NEW YORK &

Wall Street extended its steep decline today as investors already anxious after the second-biggest market drop this year digested a stronger-than-expected read on the economy. The Dow Jones industrials fell more than 130 points.




Wall Street shuddered Thursday amid worries over the U.S. mortgage and corporate lending markets, sending the Dow down by as much as 450 points before it closed with a deficit of 311. Investors globally took flight from equities, shifting cash into safer investments in Treasurys.




The Commerce Department reported Friday that the U.S. economy was strong during the second quarter as the drag from the housing sector lessened. GDP during the quarter was up at a 3.4 percent annual rate April through June, compared to a prediction of 3.3 percent by economists.

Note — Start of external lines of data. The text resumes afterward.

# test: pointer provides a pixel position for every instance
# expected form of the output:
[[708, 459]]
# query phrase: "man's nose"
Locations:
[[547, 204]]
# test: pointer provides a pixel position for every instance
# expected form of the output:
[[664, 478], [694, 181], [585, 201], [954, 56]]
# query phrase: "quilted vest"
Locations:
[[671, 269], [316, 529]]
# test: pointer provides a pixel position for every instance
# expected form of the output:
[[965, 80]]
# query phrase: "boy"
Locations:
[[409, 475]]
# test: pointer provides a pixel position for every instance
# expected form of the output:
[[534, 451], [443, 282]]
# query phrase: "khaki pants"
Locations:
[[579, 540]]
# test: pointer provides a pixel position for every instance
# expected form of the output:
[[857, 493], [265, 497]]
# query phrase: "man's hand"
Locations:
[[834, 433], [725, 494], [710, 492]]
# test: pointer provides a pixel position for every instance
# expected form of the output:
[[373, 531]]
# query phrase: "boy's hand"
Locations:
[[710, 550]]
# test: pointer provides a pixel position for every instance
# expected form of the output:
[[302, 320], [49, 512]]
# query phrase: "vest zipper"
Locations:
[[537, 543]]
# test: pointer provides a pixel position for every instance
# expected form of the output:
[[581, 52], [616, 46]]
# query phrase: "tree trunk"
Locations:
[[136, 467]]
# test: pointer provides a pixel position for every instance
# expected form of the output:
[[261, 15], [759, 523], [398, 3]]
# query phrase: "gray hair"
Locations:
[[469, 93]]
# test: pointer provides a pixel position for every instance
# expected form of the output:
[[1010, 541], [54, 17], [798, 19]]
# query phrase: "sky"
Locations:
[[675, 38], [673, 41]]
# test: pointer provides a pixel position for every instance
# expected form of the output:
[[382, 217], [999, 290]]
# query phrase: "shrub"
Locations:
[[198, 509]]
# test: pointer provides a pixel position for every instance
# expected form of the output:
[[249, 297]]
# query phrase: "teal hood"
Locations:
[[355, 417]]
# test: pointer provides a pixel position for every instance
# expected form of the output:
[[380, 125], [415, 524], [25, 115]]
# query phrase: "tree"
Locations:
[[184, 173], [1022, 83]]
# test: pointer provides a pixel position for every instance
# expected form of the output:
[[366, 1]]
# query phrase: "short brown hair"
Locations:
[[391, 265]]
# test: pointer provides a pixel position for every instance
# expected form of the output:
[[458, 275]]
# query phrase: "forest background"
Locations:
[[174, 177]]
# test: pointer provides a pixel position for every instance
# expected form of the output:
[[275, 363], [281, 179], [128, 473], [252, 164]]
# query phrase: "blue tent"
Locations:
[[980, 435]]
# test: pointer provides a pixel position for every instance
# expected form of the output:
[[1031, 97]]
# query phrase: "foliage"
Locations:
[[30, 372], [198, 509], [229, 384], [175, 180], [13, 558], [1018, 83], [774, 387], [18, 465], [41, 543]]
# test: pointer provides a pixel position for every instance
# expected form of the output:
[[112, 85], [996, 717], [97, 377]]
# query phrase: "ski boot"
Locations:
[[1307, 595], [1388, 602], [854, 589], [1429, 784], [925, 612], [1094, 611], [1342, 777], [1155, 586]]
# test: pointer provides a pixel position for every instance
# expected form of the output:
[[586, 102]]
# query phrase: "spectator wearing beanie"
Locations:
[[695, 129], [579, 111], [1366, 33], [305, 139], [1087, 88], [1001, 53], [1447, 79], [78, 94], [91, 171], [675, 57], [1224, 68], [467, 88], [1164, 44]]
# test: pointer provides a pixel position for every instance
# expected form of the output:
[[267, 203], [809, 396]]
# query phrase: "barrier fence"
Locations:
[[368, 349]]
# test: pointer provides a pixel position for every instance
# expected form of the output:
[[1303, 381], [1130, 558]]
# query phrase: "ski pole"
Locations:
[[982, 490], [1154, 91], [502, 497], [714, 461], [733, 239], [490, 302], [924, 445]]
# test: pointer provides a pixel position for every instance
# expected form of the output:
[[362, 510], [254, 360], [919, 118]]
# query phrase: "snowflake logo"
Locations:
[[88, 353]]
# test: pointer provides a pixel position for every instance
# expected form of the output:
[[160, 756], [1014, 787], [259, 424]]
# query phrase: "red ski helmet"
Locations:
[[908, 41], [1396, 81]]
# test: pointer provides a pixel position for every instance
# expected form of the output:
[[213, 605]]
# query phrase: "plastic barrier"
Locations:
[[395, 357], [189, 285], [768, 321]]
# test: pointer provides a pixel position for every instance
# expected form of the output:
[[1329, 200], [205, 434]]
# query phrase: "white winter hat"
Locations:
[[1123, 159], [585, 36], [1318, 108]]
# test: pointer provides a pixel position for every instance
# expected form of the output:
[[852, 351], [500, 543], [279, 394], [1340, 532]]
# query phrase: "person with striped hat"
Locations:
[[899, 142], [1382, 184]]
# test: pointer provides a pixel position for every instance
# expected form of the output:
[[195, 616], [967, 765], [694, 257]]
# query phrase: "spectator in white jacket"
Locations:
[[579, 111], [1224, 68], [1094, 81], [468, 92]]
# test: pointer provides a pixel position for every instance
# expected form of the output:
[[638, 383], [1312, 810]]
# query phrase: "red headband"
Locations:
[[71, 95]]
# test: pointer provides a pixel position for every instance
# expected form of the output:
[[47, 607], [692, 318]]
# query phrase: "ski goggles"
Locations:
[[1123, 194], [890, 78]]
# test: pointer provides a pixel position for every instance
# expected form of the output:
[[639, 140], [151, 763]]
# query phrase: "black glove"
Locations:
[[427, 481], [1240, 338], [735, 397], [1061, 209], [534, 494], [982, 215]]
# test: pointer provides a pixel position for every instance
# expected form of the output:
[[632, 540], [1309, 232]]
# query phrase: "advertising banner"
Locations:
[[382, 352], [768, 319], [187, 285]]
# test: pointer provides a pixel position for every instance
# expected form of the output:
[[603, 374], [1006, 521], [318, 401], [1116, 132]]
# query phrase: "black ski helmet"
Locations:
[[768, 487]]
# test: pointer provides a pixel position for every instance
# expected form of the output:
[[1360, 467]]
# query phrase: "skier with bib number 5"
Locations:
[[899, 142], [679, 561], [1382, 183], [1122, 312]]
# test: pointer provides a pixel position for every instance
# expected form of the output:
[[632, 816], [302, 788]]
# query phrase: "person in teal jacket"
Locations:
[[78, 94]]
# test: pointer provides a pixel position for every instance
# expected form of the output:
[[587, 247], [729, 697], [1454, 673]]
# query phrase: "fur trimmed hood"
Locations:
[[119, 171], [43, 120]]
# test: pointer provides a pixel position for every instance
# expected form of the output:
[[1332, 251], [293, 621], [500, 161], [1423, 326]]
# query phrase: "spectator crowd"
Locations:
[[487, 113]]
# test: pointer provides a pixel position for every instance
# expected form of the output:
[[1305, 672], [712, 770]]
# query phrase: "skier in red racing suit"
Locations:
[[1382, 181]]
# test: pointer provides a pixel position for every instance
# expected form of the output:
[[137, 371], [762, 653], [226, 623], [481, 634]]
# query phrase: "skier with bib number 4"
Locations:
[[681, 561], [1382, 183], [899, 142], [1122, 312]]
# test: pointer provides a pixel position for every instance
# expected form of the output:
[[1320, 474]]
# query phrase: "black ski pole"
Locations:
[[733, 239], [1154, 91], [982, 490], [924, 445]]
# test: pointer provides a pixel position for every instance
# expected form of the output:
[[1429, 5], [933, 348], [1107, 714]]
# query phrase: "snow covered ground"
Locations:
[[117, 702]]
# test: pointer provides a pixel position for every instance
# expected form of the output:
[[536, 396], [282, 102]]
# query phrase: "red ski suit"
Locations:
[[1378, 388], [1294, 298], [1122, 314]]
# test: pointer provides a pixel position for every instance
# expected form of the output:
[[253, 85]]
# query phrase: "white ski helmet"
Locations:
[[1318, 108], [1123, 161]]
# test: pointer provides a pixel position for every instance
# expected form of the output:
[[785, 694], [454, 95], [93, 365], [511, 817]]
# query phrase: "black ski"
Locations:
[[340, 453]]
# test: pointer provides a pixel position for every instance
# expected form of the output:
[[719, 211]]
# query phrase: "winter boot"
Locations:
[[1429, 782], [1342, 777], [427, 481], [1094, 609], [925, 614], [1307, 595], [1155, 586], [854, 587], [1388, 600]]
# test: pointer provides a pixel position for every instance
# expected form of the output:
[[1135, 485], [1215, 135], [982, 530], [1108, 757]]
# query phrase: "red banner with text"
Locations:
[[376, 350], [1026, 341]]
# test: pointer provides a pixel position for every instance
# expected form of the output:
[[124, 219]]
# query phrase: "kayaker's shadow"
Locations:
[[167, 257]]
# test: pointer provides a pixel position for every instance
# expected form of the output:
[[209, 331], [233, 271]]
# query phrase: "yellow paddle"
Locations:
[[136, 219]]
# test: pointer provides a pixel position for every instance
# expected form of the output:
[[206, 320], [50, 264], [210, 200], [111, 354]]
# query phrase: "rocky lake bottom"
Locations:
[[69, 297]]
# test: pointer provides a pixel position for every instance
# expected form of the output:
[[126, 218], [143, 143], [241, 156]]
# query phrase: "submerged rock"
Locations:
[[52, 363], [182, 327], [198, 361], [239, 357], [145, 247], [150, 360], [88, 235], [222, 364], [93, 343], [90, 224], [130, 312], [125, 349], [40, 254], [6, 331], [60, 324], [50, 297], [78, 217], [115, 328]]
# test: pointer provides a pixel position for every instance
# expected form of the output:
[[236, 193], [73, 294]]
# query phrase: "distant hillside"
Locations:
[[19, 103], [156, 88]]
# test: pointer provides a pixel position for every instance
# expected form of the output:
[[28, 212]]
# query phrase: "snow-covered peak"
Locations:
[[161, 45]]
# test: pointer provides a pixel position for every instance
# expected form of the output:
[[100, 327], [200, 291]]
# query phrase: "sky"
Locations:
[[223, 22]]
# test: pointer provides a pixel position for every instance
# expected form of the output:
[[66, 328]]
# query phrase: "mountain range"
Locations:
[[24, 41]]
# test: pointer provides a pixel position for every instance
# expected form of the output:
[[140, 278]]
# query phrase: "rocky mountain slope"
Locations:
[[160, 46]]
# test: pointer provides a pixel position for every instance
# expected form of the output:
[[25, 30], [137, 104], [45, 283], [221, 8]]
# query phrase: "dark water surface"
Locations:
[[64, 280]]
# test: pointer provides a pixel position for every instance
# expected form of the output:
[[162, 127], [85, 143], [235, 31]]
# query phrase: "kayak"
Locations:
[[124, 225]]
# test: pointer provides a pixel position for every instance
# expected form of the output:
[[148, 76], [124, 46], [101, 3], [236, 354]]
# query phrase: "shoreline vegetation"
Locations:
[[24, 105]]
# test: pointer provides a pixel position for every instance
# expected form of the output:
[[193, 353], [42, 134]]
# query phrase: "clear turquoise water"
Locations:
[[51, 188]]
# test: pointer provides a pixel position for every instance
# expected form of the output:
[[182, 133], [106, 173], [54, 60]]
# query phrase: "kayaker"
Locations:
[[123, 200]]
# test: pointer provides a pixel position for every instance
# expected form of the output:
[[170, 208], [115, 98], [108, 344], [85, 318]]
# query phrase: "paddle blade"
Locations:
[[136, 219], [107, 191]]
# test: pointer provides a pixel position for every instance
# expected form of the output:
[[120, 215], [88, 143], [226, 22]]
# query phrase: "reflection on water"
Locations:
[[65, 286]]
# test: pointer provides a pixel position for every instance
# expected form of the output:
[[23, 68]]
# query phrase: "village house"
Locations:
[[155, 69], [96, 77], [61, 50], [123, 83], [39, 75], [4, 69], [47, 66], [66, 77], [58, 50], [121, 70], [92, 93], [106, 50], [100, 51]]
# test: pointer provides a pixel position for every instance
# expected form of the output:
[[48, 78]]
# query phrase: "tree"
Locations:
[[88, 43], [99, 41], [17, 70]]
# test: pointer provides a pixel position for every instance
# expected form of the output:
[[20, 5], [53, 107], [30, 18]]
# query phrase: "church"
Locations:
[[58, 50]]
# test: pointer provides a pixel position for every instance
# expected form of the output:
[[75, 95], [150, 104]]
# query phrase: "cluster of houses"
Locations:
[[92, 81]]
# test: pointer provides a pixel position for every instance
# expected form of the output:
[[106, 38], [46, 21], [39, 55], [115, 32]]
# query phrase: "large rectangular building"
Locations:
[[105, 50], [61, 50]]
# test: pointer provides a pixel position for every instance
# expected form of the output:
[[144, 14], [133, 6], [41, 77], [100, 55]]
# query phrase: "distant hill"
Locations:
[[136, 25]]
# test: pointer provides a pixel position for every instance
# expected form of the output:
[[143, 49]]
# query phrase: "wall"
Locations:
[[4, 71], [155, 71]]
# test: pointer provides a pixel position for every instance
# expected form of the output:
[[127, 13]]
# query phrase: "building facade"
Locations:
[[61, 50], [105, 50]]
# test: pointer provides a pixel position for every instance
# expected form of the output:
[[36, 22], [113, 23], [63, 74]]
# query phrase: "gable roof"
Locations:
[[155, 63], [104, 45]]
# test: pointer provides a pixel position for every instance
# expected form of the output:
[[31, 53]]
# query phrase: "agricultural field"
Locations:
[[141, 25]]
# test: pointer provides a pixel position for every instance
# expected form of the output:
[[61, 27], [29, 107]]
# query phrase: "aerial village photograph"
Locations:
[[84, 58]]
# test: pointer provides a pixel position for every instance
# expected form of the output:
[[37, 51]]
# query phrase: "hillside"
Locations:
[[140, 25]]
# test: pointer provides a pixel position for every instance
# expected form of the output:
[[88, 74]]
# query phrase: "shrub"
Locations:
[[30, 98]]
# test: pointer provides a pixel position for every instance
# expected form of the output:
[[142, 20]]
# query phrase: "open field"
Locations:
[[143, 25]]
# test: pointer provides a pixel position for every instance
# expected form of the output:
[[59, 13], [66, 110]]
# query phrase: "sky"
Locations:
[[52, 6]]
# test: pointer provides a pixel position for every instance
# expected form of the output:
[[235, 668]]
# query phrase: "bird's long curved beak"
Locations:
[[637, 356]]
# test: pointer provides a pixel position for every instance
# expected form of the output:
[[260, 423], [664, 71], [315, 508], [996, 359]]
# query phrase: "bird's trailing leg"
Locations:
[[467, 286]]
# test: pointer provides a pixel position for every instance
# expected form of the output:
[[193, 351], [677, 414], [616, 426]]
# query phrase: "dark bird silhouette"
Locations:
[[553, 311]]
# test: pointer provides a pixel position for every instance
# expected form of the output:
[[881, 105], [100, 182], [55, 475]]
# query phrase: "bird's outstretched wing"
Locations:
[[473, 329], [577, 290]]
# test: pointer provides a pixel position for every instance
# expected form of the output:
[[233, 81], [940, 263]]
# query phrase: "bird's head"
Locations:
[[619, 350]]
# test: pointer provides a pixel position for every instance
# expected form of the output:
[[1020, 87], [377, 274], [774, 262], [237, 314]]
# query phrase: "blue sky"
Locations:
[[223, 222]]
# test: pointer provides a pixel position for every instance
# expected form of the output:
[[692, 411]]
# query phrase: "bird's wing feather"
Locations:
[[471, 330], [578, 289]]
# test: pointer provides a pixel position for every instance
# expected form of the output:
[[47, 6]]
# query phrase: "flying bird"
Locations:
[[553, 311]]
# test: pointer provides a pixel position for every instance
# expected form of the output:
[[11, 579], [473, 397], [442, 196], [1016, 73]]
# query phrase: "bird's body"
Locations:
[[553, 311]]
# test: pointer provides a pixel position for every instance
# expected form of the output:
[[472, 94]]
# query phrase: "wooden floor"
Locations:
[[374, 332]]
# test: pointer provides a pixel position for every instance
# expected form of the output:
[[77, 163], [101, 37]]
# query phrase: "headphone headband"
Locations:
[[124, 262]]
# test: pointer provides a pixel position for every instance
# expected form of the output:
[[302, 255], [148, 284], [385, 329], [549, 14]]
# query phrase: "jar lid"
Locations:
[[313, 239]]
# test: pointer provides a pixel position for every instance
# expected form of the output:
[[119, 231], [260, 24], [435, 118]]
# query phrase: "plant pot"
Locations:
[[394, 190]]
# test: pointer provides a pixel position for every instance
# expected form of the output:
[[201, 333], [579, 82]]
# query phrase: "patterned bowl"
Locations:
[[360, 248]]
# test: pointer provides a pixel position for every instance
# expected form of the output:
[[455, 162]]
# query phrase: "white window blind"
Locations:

"I think you've got bargain hunters out there for sure and I think you've got some people who are still scared," said Randy Frederick, director of derivatives at Charles Schwab Co., explaining the jittery markets Friday. He contends many bargain hunters could retreat if the Dow falls much beyond 100 points.




"We're seeing the convergence of a whole host of sort of unrelated or only slightly related issues," he said. Frederick contends market volatility will remain as investors sort through issues such as the availability of credit for corporate buyouts, soured subprime mortgages and rising energy prices.




In midday trading, the Dow fell 128.92, or 0.96 percent, to 13,344.65.




Broader stock indicators also fell. The Standard Poor's 500 index fell 16.56, or 1.12 percent, to 1,466.10, and the Nasdaq composite index fell 23.02, or 0.89 percent, to 2,576.32.




Declining issues outnumbered advancers by about 2 to — on the New York Stock Exchange, where volume came to a heavy 935.2 million shares.




Bonds added to a huge advance logged Thursday. The yield on the benchmark 10-year Treasury note fell to 4.75 percent from 4.79 percent late Thursday. Investors were clearly seeking the relatively safety of bonds. The dollar was mixed against other major currencies, while gold prices fell.




Light, sweet crude rose 72 cents to $75.67 on the New York Mercantile Exchange.




Although the GDP reading might have reassured investors that the economy was more than holding up even with soaring fuel prices, it also raised the possibility that the Federal Reserve, ever vigilant about inflation, might lean toward raising interest rates. Higher rates would exacerbate the market's intensifying concerns about credit.




Investors seemed little-moved by a stronger-than-expected consumer sentiment reading. the Reuters/University of Michigan index rose to 90.4 in July from 85.3 in June.




There was little corporate earnings news for traders to mull over, with about half the Standard Poor's 500 index already having posted results over the past few weeks. The biggest earnings news came from Chevron Corp., which reported second-quarter profit climbed 24 percent to surpass analyst estimates as the second largest U.S. oil company cashed in on higher gasoline prices. Chevron fell $2.15, or 2.5 percent, to $85.31.




Evidence that not all private-equity deals have screeched to a halt came as Lee Equity Partners LLC struck a deal to acquire retailer Deb Shops Inc. for about $391.1 million. Deb rose 22 cents to $26.90.




Also, medical device maker Medtronic Inc., seeking to expand its spinal products business, said it would acquire device maker Kyphon Inc. for $3.9 billion. Kyphon jumped $13.31, or 24.8 percent, to $66.99. The stock rose as high as $68.40.